Elle entrouvrit son petit portefeuille et y posa la jacinthe, tout près du portrait de la chère disparue. Longuement, elle considéra le fin visage aux yeux très beaux, mais sans profondeur…

Mère chérie, je voudrais tant être encore près de vous, dans notre humble petit logis ! murmura-t-elle avec un sanglot.

* * *

Ce fut Terka qui assuma la tâche de faire visiter le château à Myrtô. Sa froideur n’avait pas l’apparence de fierté presque dédaigneuse que revêtait celle d’Irène ; elle semblait faire partie inhérente de son caractère, alors que la cadette savait fort bien, selon les cas, se montrer aimable et empressée.
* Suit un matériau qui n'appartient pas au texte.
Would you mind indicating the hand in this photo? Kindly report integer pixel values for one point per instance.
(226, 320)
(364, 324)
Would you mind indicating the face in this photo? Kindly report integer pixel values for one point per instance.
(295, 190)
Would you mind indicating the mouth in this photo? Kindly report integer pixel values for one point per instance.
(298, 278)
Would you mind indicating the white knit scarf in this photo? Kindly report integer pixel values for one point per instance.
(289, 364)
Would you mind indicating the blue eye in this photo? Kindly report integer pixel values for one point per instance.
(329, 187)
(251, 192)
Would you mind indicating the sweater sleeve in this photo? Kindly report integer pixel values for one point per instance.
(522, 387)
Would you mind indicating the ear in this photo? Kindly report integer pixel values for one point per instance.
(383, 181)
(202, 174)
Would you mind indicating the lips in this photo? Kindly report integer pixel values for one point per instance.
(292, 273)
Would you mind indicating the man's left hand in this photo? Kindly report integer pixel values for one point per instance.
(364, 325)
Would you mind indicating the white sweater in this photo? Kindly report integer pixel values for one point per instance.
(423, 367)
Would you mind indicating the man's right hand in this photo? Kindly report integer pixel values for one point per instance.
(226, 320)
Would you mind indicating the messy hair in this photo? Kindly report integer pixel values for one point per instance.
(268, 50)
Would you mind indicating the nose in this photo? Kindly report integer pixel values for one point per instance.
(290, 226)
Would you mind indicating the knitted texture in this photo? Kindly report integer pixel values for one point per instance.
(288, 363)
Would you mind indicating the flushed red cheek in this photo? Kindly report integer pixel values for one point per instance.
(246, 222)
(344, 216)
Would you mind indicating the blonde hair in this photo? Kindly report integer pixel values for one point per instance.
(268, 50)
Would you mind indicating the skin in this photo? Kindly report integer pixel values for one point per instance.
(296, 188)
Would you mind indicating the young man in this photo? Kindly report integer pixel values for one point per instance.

Myrtô vit donc en détail la magnifique demeure, elle admira en artiste, sans l’ombre d’envie, les merveilles qu’elle contenait. Elle contempla les reliures anciennes et sans prix des volumes contenus dans la bibliothèque, les peintures admirables ornant les plafonds des salons meublés avec un luxe inouï, les pièces d’orfèvrerie sans pareilles renfermées dans la salle des banquets, où avaient lieu autrefois de somptueuses agapes, ainsi que Terka l’apprit à Myrtô.

Maintenant, elle ne sert plus, car le prince prend ses repas dans son appartement, avec son fils.

C’est un très jeune enfant, n’est-ce pas ?

Oui, il a cinq ans, et il en paraît à peine trois. C’est un pauvre petit être chétif, dont l’intelligence est par contre très développée. Il est l’idole de son père, sa consolation.

Je n’ai pas compris ce que m’a dit Renat ; le jour de notre arrivée… que son frère n’était plus marié, et qu’il l’était tout de même ? J’ai supposé qu’il voulait expliquer par là que le prince était veuf…

Terka, qui franchissait en ce moment la porte de la salle, tourna vers Myrtô un visage assombri.

Non, il n’est pas veuf, et l’enfant avait raison. Le prince Milcza est divorcé.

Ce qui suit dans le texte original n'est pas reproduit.